Every morning you wake up in pain. Your back is a tight knot that won’t release until you take a deep enough breath to cause your entire torso to spasm. It hurts like hell, but you do it anyway. You’re growing accustomed to things that hurt like hell.
Three weeks later you sneeze. Your whole body jerks forward and you cry out in pain, nearly falling off the sofa in the process. You realize your mother barely notices when you swear anymore.
Your first real victory is being able to roll onto your side for a few minutes before the pain pushes you onto your back. After a few more weeks you can stay there. After about two months you can sneeze without swearing. Your regular blood tests have gone from every other day to every other week. You borrow your mother’s spare cane because you get winded if you walk more than a dozen metres, and it helps to have a third leg to lean on.

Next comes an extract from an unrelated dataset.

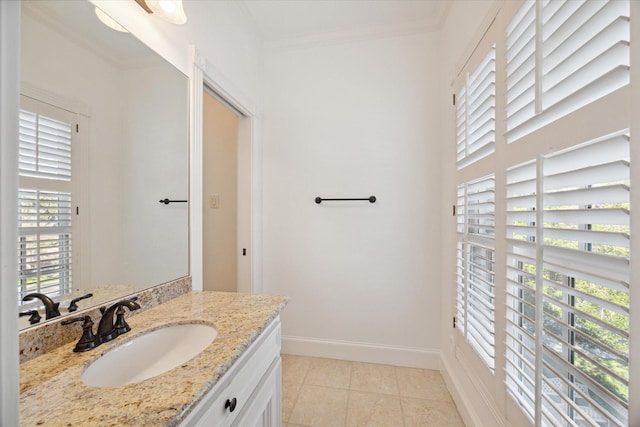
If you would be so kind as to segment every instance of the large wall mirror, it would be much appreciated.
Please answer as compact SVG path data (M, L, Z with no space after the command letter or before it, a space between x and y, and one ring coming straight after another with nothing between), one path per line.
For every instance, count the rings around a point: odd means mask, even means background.
M89 2L29 0L20 76L21 329L29 294L65 316L188 275L187 77Z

You’re on a first name basis with several phlebotomists. The bruises from each round of blood tests barely have time to fade before you get fresh ones. You have track marks.
Two months later you go out of town to visit a friend. You walk a few blocks to get coffee and the cold, rainy weather pushes you into a bus shelter while your chest decides whether to kill you or not. Back at her apartment, you take another break in your friend’s foyer, leaning against the wall. Her boyfriend asks if you’re okay, and she reminds him about that embolism thing.
You have tickets to see your favourite band that weekend. Twice. You had told your nurse about how excited you were, but he warned you: no getting kicked in the head by stage divers or crowd surfers. No concussions while you’re on blood thinners. You survive both shows, but spend the last hour of the second one leaning heavily on the stage for support. You avoid airborne feet, but you head bang harder than you probably should.
It’s six months later, and you’re almost human most of the time. You still feel soreness at the bottom of your ribcage if you walk too far or do too much. You take your pills and go for blood tests once a month. You thank God that you’re Canadian, because all of your tests were covered. The nurse was covered. The province even gave you a month of prescription coverage, which is good, because the injections alone would have come to almost $2500. You thank God that you have a good relationship with your parents, because for a long time you didn’t, and you wouldn’t have been able to take care of yourself on your own.
You also wonder sometimes about God’s sense of humour. You’d been in a rut for a long time, and had prayed to God to help you out of it. You were hoping He’d send you a job opportunity or some new, interesting social experience. Instead, He sent you an embolism. He knew that what you really needed was a bit of perspective on how short life can be; a reminder that you won’t always be able to do things later. And He knew that you needed to learn that trials and blessings could be the exact same same thing, because you have a lot of trials in your life, and a lot of resentment to go along with them. Perhaps most importantly, He knew you could be a little thick sometimes, and might not notice a Sign if it were any more subtle than a whack upside the head with His Holy Two-By-Four.